Festa celebrata dal 10 al 12 dicembre in memoria della inclusione dei sette colli nella cinta muraria.
Festa celebrata il 25 aprile in onore della divinità greco-egiziana Serapis, assimilata a Ra-Helios nel culto egiziano e a Iuppiter nel culto romano. L'imperatore Caracalla aveva costruito un tempio dedicato a Serapis nella Regio VI, probabilmente dalle parti di piazza Colonna.
Festa celebrata il 13 luglio in onore di Apollo. Si ricordava la dedicatio del tempio di Apollo.
Templum Apollinis in Campo Martio
Festa celebrata il 23 settembre in onore di Apollo. Si ricordava la dedicatio del tempio di Apollo in Campus Martius avvenuta nel 431 a.C. da parte del console Cneus Iulius. La costruzione del tempio era stata decisa nel 433 a.C. a seguito di una epidemia che aveva colpito la città. Era anche chiamato Apollo Medicus. Era il più antico tempio di Apollo in Roma.
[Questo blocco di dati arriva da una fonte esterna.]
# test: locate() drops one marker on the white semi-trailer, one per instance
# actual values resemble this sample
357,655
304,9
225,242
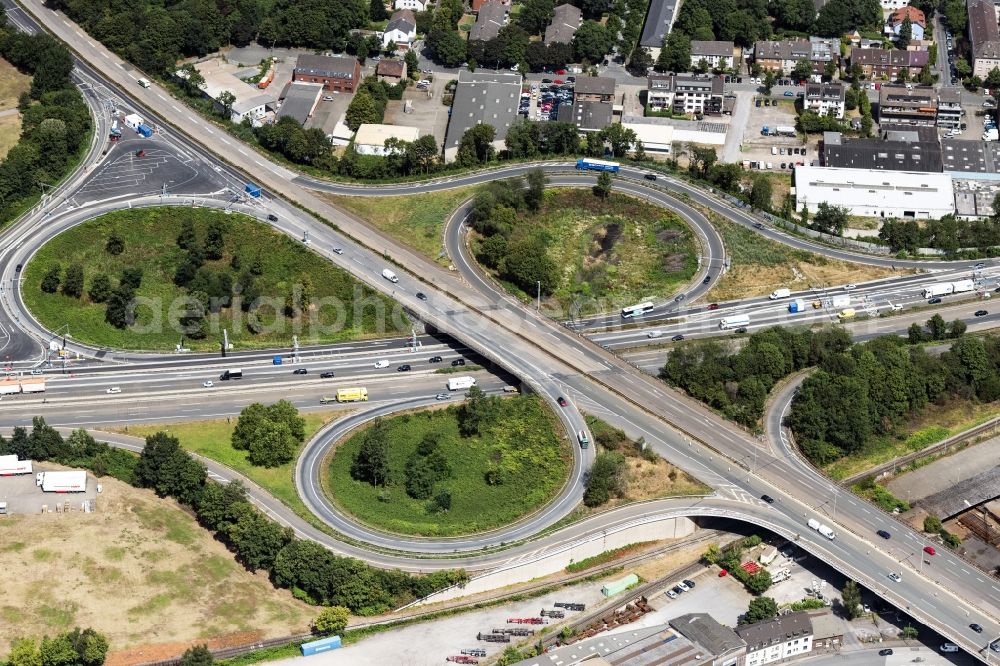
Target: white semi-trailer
10,465
62,482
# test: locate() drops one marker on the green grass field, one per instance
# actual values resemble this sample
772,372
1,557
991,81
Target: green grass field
212,439
613,252
415,220
342,309
525,443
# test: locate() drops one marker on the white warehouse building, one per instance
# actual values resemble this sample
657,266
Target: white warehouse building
874,192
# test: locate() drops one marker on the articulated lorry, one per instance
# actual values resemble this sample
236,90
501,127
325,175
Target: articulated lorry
62,482
945,288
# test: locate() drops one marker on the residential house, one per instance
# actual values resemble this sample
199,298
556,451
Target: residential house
984,37
918,23
336,73
685,93
566,19
492,16
887,64
482,97
390,71
773,640
950,108
718,55
413,5
594,89
907,105
401,29
826,99
370,138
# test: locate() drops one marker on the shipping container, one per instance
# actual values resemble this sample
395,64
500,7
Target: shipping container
322,645
620,585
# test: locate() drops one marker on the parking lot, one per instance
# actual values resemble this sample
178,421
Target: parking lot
23,497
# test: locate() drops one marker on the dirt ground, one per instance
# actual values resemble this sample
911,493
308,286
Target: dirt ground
142,572
744,281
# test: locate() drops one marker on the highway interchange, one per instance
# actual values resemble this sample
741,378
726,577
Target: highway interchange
550,359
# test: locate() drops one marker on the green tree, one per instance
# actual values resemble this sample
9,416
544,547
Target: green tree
371,462
592,42
72,285
199,655
362,110
851,600
50,283
115,245
760,610
331,621
761,192
604,184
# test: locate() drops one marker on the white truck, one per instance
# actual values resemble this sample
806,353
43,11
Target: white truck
10,466
62,482
461,383
945,288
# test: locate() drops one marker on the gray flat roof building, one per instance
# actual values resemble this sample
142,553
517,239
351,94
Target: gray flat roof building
483,97
491,18
659,20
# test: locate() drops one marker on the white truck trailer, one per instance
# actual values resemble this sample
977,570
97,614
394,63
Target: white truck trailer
10,466
62,482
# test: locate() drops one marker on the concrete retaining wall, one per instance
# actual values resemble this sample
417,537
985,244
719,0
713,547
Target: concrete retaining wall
536,565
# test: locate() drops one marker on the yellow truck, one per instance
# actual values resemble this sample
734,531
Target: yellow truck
357,394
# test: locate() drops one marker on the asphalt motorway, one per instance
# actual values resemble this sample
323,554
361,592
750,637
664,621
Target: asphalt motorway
553,359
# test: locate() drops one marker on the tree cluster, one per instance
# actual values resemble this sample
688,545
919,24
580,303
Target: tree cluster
43,442
738,384
511,245
155,35
948,233
55,121
269,434
874,388
79,647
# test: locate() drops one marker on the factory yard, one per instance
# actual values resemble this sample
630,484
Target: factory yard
139,570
Festa celebrata il 9 ottobre in onore di Apollo. Si ricordava la dedicatio del tempio di Apollo sul Palatinus avvenuta nel 28 a.C. La costruzione del tempio era stata promessa dall'imperatore Augustus nel 36 a.C. durante la campagna contro Sextus Pompeius.
Templum Bellonae ad Circum Flaminium
Festa celebrata il 3 giugno in onore di Bellona, dea della guerra. Si ricordava la dedicatio del tempio fatto costruire nel 296 a.C. presso il Circus Flaminius, in Campus Martius, da Appius Claudius Caecus.
Templum Bonae Deae in Aventino
Festa celebrata il primo maggio. Anniversario della dedicatio del tempio di Bona Dea sul colle Aventinus.
Festa celebrata il 13 agosto in onore degli dei Castor et Pollux. Si ricordava la dedicatio del tempio.
Templum Cereris, Liberi et Liberae
Festa celebrata il 19 aprile in onore di Ceres, Liber e Libera. Si ricordava la costruzione e la dedicatio del tempio sul colle Aventinus voluta dal dittatore Postumius tra il 495 e il 493 a.C.
Festa celebrata il 13 agosto in onore della dea Diana. Si ricordava la dedicatio del tempio.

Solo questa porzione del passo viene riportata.